The net effect of all of this are policies that are favorable to owners of capital, such as low rates of capital gains tax. Low corporate tax rates, with loopholes that allow corporations to accumulate profits in countries where taxes are low, are also favorable to owners of capital. This is why in many countries we have some of the lowest effective tax rates for corporations and wealthy individuals and families in history (‘effective’ means what is paid after exemptions and other ways of reducing or avoiding tax payments).
In addition to preserving and creating financial benefits for the owners of capital, corporations have also attacked the creation and sharing of knowledge. They have lobbied heavily to lengthen terms of copyright and to strengthen copyright protection.
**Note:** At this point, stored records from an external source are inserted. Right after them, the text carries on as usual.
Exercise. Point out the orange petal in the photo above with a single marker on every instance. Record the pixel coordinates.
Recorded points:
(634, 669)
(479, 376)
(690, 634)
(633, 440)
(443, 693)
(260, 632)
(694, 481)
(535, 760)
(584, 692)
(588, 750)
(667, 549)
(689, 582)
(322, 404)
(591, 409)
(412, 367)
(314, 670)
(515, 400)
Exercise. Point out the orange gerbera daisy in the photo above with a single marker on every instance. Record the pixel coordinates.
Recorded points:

And scientific publishers have made access to knowledge so expensive that libraries and universities struggle to afford the subscriptions (Sample, 2018; Buranyi, 2018).
A key limitation of capitalism thus is that without meaningful change, it will keep us trapped in the Industrial Age by keeping governments and the political process focused on capital. As long as that is the case, we will continue to over-allocate attention to work and consumption, and under-allocate it to areas such as the individual need for meaning and the collective need for the growth of knowledge. Parts Four and Five of The World After Capital will examine how we can get out of the Industrial Age, but first we will take a closer look at the power of knowledge and the promise of the digital knowledge loop.